Шрифт:
Интервал:
Закладка:
Это соображение удивило Ганзи больше, чем все прежние удивления этого дня. Как же могло такое произойти? Этот Клыков, все эти люди, они живут в другой России, Руси, которая ему не известна. Он не был там никогда, он никогда о ней не думал и не имеет возможности, аппарата и словаря мысли, чтобы о ней думать, ее анализировать и понимать. Вся жизнь его, – она зародилась, пустила корень, проросла и поднялась в другой стране, – той, по которой они с Колей Мурым да Сапегой два месяца катались поездом, потом топтали сапогами туда-сюда, потом обживались, строились, снова ездили по ней в разные концы. Но какая же она Русь? Выходит, его Победа и их победа так же соотносятся, как его страна с их страной? Такая должна быть принята лемма. Вот он, подвох, вот в чем плата за гараж. Хотят высосать его жизнь, использовать Победу для своих целей! Не добрых, не злых, а чужих.
– Я пойду домой, молодые люди, – сказал Ганзи тоном, которым он прежде, с кафедры, мог обратиться к студентам.
– Выпейте с нами. За Победу. На Руси исконно третью выпивали! – ожил Рябоконь.
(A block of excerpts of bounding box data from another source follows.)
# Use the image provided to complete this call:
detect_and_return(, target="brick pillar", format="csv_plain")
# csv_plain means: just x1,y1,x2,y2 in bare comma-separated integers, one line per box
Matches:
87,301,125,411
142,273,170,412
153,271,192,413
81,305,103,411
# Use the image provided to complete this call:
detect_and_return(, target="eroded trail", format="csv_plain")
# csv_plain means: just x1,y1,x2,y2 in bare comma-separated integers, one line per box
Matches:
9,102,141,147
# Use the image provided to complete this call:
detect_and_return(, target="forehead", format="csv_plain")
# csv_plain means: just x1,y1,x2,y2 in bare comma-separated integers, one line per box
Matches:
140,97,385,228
– А откуда ты знаешь, как и что пили на Руси? – вдруг зло выпалил Клыков. Ему стало жаль денег, обещанных за полотно с Ялтой.
– Читал, – оправдался тот, только Клыков уже забыл про него.
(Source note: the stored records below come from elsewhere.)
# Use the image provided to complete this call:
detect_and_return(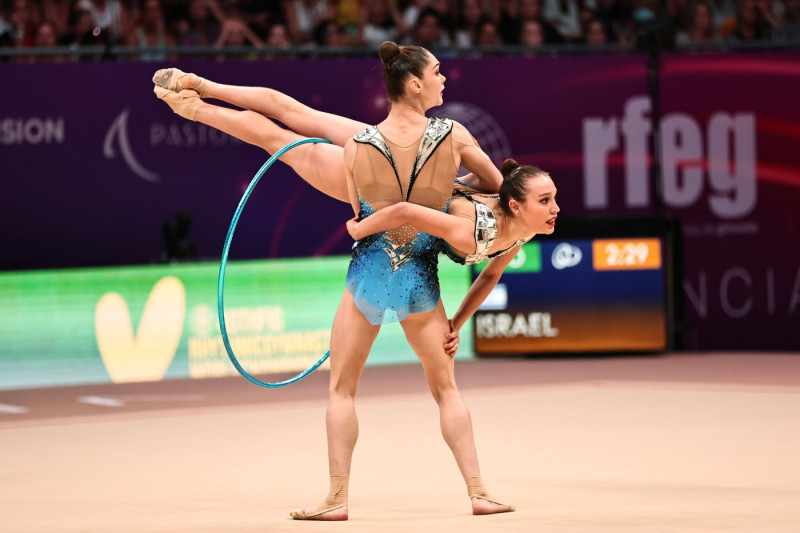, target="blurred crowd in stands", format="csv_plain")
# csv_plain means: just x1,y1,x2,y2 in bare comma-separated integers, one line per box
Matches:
0,0,800,60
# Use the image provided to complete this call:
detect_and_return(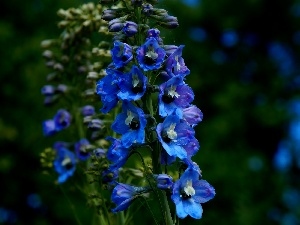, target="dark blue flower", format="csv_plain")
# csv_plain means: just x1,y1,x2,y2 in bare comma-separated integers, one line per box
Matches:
154,174,173,190
182,105,203,127
111,183,148,213
159,76,194,117
75,138,91,160
106,137,130,170
96,69,124,113
53,109,72,131
147,29,163,44
81,105,95,116
93,148,106,158
111,101,147,148
166,45,190,77
53,145,76,183
136,37,166,71
43,120,57,136
123,21,138,37
118,66,148,101
111,41,133,68
156,113,195,159
171,168,216,219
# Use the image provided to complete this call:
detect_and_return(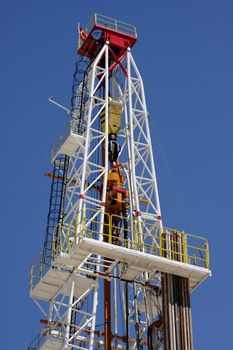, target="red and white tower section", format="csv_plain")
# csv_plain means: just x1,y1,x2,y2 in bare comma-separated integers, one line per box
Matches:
29,15,210,350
– Я так понимаю, Борис Ефимович, что вы моих взглядов разделять не хотите, и пить при Верховном вам скверно, и в одной России с нами тягостно? Ладно, добро…
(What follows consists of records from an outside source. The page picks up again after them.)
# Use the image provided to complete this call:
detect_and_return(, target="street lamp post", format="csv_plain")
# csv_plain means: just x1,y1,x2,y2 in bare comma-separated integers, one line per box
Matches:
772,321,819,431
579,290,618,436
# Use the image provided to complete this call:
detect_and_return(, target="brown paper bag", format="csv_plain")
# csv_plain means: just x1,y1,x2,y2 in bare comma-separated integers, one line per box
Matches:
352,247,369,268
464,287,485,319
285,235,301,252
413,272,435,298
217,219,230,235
Ганзи еще не был глух на ухо, он разобрал, как изменилось настроение хозяина. Только ему самому от того полегчало, по-мужски. Он хотел ответить, что коньяк мировой, зато картина плоха. Но Клыков поднялся, полез в карман и схватился за мобильный телефон. Разговор вышел короткий, но после него рыжий совсем помрачнел, даже сусальные волосы поблекли.
– Вот нам подарок к празднику. Мне человек в погонах сообщил: ждут взрывов на Поклонной. Совсем озверели. Хотя нет, они-то понимают, что Россия не в Кремле, а на Поклонной горе…
– Чеченские террористы? – задал риторический вопрос Рябоконь.
– Какие же еще, – огрызнулся Клыков, не терпевший пустопорожних разговоров., – А может, и не чеченские. Может, сами. Сами-то они на Красной площади, при параде.
Ганзи расстроился. Не верить этому человеку у него не было причин, но и верить, – не верилось. Если уж рвать, то Лубянку, Старую площадь, Кремль.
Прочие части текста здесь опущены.